Холмс, верный своему правилу не ставить телегу впереди лошади, не строил предположений, не имея фактов по делу, а отдыхал – спал, с аппетитом ел, опять спал, а бодрствуя, отказывался от газет, предпочитая оттачивать дедуктивные способности на незнакомцах, гуляющих на остановках по перрону. Я скучал – газеты были одни и те же, мы везли их с собой, а континентальные, особенно после того, как нас миновала Франция, вернее, мы ее миновали, прочесть мог разве полиглот. Поэтому я немного писал, а в оставшееся время пытался подражать Холмсу.

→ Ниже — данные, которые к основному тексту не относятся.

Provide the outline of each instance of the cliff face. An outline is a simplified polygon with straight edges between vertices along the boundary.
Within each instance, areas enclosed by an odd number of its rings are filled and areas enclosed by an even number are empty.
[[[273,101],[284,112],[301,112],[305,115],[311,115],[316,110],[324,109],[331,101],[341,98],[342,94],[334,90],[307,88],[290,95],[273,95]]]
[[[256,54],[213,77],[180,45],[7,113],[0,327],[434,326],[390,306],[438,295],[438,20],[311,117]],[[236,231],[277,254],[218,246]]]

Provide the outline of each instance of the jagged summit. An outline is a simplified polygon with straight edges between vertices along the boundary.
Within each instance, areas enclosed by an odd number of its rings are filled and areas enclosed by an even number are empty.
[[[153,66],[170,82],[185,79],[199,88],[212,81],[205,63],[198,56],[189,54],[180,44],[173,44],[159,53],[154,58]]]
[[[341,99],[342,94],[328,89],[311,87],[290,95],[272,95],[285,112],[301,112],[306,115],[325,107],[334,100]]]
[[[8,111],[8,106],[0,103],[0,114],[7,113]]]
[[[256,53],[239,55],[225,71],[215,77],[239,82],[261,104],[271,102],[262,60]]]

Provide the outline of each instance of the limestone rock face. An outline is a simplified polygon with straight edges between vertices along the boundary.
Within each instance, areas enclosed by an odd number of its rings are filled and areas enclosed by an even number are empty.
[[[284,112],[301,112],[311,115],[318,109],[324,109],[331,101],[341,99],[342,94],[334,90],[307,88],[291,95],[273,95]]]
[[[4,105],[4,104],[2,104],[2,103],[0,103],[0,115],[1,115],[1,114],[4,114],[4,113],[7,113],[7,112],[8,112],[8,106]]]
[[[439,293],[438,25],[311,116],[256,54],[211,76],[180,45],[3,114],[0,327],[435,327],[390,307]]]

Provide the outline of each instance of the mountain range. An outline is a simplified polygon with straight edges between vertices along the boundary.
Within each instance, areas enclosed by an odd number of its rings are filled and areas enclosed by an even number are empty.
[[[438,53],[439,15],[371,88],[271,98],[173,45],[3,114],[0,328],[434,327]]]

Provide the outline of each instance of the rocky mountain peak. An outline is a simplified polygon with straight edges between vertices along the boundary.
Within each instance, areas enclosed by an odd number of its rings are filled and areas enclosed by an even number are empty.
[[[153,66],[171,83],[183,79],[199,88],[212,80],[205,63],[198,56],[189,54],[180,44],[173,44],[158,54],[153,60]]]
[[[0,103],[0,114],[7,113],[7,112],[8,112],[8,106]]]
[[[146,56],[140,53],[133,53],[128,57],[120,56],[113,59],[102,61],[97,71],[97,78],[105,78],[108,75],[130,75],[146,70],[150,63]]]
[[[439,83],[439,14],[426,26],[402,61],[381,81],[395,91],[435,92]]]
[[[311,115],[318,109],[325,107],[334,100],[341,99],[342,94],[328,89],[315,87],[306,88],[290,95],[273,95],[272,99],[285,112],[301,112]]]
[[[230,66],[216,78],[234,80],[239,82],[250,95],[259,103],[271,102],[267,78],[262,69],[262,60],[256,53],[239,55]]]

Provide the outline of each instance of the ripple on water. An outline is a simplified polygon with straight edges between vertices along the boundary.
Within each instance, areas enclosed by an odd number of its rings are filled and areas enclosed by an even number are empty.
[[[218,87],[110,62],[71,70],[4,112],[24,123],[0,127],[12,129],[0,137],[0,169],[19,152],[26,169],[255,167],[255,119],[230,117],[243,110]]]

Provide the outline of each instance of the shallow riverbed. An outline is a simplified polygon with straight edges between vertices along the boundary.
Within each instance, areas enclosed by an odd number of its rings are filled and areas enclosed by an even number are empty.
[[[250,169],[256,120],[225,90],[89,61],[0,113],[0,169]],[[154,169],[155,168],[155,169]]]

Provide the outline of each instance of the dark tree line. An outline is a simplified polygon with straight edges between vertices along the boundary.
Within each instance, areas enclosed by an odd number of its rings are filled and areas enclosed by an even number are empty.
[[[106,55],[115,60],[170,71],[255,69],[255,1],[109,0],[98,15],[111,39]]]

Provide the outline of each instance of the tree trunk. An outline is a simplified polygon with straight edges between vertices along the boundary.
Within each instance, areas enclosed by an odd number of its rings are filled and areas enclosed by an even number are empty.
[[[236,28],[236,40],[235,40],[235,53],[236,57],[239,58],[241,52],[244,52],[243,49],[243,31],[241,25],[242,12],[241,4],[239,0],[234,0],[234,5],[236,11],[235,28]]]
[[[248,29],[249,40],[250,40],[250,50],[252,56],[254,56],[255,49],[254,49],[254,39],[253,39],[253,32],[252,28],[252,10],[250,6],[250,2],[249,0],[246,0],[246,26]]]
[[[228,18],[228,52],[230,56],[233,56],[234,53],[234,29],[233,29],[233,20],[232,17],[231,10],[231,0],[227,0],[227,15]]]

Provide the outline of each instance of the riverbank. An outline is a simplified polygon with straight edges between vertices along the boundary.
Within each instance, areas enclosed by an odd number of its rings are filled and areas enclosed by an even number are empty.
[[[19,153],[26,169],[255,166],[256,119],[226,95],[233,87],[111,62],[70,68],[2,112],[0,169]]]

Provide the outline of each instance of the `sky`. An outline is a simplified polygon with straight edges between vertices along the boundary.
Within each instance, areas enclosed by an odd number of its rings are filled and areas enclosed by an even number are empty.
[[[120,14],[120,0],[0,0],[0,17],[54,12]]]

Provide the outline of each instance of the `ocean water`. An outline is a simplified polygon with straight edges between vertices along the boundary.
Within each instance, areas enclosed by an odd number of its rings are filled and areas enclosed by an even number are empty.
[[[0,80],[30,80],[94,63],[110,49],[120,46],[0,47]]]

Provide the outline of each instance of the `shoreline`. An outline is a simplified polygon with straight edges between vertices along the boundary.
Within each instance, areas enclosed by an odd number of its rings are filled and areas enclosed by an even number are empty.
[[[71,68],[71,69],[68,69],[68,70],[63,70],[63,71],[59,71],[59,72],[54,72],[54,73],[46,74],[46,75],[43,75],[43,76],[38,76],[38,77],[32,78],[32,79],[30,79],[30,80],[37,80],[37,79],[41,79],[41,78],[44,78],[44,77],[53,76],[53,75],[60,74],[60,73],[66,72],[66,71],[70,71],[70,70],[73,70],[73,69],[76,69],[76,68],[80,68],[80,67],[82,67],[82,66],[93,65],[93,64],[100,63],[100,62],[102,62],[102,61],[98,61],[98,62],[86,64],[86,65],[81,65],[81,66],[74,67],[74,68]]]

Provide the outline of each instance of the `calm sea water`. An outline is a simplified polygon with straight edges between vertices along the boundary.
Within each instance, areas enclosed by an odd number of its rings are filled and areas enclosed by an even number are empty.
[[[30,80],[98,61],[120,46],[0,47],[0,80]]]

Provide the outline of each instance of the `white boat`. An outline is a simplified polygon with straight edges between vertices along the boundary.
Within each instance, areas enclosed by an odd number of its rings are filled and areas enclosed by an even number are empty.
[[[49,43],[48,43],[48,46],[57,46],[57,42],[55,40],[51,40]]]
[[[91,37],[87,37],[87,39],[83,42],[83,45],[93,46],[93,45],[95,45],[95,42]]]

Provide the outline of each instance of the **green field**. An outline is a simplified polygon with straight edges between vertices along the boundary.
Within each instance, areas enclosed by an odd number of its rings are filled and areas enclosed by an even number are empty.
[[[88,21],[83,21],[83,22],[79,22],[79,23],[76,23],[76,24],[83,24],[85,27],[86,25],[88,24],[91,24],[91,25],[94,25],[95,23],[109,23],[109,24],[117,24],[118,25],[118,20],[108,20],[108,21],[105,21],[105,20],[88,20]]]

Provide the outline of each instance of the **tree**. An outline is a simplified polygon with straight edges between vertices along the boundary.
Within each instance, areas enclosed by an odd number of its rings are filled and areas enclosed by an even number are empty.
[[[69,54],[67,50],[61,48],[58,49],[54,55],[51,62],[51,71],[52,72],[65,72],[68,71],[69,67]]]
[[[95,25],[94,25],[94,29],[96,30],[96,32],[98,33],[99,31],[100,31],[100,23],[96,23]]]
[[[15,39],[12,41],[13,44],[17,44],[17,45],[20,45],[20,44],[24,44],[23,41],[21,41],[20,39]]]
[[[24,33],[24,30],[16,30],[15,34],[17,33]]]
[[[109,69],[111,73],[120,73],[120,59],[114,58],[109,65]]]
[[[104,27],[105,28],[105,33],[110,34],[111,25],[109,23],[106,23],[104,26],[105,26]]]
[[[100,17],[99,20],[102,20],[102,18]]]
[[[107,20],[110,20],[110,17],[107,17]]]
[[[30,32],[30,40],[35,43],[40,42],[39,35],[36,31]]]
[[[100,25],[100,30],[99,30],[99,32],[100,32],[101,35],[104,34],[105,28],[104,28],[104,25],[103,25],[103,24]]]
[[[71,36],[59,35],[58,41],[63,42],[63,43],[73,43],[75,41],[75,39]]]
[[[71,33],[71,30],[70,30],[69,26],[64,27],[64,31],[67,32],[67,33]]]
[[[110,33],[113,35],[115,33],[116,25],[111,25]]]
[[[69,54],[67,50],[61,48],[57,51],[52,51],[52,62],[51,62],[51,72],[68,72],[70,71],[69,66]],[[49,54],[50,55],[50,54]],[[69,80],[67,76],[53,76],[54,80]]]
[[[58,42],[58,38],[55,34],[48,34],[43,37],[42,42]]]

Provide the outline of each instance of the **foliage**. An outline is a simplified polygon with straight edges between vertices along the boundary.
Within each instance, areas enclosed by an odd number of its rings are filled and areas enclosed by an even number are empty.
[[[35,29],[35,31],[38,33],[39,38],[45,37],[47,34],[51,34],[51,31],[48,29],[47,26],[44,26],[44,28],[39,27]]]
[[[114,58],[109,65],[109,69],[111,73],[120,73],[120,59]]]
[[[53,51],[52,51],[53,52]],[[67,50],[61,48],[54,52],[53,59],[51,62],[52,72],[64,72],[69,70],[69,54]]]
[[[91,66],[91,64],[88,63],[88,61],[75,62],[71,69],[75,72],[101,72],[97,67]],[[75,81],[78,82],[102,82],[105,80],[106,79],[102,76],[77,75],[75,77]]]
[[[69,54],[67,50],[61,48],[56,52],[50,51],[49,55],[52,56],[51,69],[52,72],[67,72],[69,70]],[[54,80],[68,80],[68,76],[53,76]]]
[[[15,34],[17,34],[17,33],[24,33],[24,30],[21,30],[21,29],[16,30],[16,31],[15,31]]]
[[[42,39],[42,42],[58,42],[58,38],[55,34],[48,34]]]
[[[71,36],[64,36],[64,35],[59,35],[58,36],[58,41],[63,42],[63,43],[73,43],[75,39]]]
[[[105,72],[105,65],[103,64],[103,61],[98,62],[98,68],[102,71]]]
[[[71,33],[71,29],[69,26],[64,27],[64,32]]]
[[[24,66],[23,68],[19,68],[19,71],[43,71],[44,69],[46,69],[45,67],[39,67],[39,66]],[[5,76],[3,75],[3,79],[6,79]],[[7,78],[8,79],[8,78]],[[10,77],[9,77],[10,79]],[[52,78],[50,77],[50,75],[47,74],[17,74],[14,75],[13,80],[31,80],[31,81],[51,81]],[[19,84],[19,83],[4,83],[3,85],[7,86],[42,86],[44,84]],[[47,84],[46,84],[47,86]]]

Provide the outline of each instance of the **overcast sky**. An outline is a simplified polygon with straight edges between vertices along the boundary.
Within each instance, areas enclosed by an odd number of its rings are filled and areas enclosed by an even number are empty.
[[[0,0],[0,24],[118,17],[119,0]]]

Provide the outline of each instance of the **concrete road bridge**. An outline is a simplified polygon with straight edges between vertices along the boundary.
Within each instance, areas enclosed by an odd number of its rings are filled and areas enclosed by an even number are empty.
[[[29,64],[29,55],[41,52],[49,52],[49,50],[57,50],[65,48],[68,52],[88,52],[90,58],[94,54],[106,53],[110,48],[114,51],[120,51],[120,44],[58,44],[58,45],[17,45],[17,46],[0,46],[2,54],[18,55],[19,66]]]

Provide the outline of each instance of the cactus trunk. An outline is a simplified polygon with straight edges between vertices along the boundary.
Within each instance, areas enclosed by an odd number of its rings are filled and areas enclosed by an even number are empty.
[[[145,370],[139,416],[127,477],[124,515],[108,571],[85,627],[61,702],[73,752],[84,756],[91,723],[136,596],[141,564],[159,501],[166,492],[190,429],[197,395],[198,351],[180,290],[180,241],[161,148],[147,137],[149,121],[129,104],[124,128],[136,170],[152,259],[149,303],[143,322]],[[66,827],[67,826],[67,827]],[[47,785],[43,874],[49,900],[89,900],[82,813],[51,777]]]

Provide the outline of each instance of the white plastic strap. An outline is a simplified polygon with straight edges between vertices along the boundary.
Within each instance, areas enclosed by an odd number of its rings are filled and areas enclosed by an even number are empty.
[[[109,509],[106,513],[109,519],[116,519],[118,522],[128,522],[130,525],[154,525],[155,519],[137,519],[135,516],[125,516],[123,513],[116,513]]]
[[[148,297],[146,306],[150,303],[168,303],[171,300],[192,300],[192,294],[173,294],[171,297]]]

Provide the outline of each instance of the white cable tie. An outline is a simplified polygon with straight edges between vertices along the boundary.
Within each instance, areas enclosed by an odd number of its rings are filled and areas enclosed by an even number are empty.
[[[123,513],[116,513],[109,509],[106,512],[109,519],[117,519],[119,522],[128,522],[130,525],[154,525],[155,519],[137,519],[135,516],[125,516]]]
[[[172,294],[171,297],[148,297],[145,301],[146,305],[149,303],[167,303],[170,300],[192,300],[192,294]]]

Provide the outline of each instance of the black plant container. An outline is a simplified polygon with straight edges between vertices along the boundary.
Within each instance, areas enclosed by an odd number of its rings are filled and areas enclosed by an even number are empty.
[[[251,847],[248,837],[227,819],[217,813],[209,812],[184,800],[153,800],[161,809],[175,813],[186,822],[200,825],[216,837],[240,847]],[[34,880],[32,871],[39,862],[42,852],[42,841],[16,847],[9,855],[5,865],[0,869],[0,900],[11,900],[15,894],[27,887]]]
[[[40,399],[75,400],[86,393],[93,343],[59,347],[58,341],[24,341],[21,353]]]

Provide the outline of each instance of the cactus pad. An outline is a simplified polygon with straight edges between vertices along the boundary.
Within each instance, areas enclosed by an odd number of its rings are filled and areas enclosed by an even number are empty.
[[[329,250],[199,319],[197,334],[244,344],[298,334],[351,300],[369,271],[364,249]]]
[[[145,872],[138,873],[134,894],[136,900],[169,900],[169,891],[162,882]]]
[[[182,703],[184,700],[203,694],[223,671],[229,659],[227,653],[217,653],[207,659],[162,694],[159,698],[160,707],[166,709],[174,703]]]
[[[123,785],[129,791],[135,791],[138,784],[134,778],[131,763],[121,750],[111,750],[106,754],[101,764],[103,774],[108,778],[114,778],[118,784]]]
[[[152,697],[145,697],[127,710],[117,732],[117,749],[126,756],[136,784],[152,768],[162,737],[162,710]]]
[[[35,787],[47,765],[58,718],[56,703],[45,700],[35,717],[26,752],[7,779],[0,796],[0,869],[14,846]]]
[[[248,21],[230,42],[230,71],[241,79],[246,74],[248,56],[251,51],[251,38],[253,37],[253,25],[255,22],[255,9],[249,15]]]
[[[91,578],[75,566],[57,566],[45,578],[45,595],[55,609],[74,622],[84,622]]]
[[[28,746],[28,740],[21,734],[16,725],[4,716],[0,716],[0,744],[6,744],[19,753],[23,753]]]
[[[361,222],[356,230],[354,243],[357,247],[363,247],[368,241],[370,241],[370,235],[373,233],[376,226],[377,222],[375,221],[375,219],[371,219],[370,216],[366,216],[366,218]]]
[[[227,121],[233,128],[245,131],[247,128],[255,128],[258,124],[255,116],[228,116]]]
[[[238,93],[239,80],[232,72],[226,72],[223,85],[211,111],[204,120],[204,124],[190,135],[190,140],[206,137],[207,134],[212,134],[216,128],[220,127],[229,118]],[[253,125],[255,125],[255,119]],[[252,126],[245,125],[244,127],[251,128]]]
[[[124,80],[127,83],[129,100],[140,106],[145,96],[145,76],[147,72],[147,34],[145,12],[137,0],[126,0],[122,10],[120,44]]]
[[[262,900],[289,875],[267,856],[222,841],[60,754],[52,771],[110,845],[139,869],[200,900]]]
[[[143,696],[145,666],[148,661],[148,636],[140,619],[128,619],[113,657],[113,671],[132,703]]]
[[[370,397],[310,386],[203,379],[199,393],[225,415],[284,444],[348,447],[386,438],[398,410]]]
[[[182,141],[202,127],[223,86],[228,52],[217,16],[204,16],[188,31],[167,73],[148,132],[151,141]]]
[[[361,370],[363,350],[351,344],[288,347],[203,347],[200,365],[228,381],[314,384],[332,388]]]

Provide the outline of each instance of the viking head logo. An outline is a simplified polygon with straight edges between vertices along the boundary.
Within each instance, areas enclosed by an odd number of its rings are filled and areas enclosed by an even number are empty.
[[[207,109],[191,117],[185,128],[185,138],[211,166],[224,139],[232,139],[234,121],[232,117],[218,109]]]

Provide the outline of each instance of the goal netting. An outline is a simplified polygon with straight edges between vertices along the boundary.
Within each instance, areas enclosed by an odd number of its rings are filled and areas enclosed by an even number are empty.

Наш Вергилий, Константин Фадеев, рассказывал о работодателе. Мы действительно направлялись в самые высокие сферы русской аристократии. Итак, «дядя» – принц Ольдбургский Петр усердно занимается свекловодством и сахароварением в поместье матери, Евгении Максимиллиановны, великой княгини, племянницы Александра Первого, принцессы по мужу. Муж ее, отец нашего клиента, принц Александр Ольдбургский – любитель и покровитель наук, известен в ученом мире как археолог, химик и оптик. Жена «дяди», принцесса Ольга – сестра ныне царствующего императора Николая Второго. Имение Рамонь – это семь тысяч десятин пахоты, около пятнадцати тысяч акров; лес, замок, сахарный завод, кондитерская фабрика. Ольдбургские-старшие живут в замке, Ольдбургские-младшие – неподалеку в имении Ольгино. Разумеется, помимо Рамони семья владеет огромными угодьями, дворцами, и многим, многим и многим во всех уголках громадной России.
На Холмса перечисление титулов, земель и богатств впечатления не произвело – до отъезда он внимательно просмотрел Готтский Альманах.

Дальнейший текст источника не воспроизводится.